Automated Testing Keeps the World Turning
I recently came across a blog written by a former developer at ORACLE.
The author highlighted the trials and tribulations of maintaining and modifying the codebase of Oracle (version 12) database. This version, by the way, is not some legacy piece of software, but is the current major version that is running all over the world. According to the author, the codebase is close to 25 million lines of C code and described as “unimaginable horror”. It is riddled with thousands of flags, multitudes of macros and extremely complex routines that were added by generations of developers trying to meet various deadlines. According to the author, this is a common experience for an Oracle developer at the company (their words, not mine):
- Start working on a new bug.
- Spend two weeks trying to understand the 20 different flags that interact in mysterious ways to cause this bug.

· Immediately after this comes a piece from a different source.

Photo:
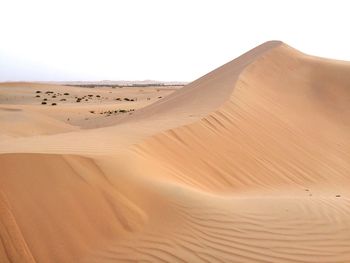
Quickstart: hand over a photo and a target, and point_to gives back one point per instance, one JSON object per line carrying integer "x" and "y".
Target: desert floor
{"x": 250, "y": 163}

- Add one more flag to handle the new special scenario. Add a few more lines of code that checks this flag and works around the problematic situation and avoids the bug.
- Submit the changes to a test farm consisting of about 100 to 200 servers that would compile the code, build a new Oracle DB, and run the millions of tests in a distributed fashion.
- Go home. Come the next day and work on something else. The tests can take 20 hours to 30 hours to complete.
- Go home. Come the next day and check your farm test results. On a good day, there would be about 100 failing tests. On a bad day, there would be about 1000 failing tests. Pick some of these tests randomly and try to understand what went wrong with your assumptions. Maybe there are some 10 more flags to consider to truly understand the nature of the bug.
- Add a few more flags in an attempt to fix the issue. Submit the changes again for testing. Wait another 20 to 30 hours.
- Rinse and repeat for another two weeks until you get the mysterious incantation of the combination of flags right.
- Finally one fine day you would succeed with 0 tests failing.
- Add a hundred more tests for your new change to ensure that the next developer who has the misfortune of touching this new piece of code never ends up breaking your fix.
- Submit the work for one final round of testing. Then submit it for review. The review itself may take another 2 weeks to 2 months. So now move on to the next bug to work on.
- After 2 weeks to 2 months, when everything is complete, the code would be finally merged into the main branch.
Millions of tests
As I read this post, I started getting a little nervous, being a software developer and currently interacting with an Oracle 12 database. Quickly it became clear that millions of tests were acting as a true line of defense against the release of disastrous software. It was interesting to read that the author was diligent in adding tests not just because it was his job, but out of concern for ensuring that future developers will not break the bug fix being added. There are probably many ways of streamlining the development lifecycle described by the author, and maybe it is a topic for another blog, but it seems that having hundreds or thousands of failed tests is infinitely better than the alternative.
The black box
Product owners and business stakeholders are not the only people in an organization that may view their codebase as a black box. Developers may as well. As the number of lines of code grows over time, no institutional knowledge can cover the various nuances and complexities that various features introduce. When new developers are added to a project, the value of having automated tests becomes more pronounced. Organizations should strive to remove the perception of the code being a “black box” as much as possible. Failure to do so will result in loss of confidence in quality and viability of the products and features being developed, not to mention placing unnecessary burden on test teams.
I have heard horror stories from colleagues and friends about maintaining “legacy” systems. One question that comes to mind is if the system is being modified, is it really a legacy system, or is it just an old system that is still updated? In my experience, if a bug fix or a new feature is being added to an older system, the cost of not automating the corresponding tests most often results in some other seemingly unrelated bug being introduced. Sometimes it can be very difficult to automate tests especially in old systems. There may not be any available testing frameworks that could be easily plugged in. In such cases I would advocate for writing your own testing framework. It may not be as sophisticated as some of the commercial or open source packages, but it will help immensely. Testing automation of older systems can also ensure a smooth retirement of obsolete features that keep the codebase bloated and more complex that it needs to be.
In my experience, having more automated tests is better than having less. Over time, tests may be become redundant as they are being added. This is not the worst problem to have and can generally be managed as technical debt. What is worse, is presence of flaky tests. These are tests that change from passing to failing from day to day with no clear explanation. These result in significant time sink and loss of confidence in the product being developed. Getting rid of such tests should be the top priority. Ideally, they should be rewritten and made more robust, but in some cases, they may be completely removed as they do not reliably prove that the software is working as it should.
Test automation is not new, but it still appears to be lacking in many systems. Organizations should embrace the cost of test automation as part of the cost of developing new features and modifying existing ones. Doing so will help build confidence in ensuring quality for product owners as well as developers.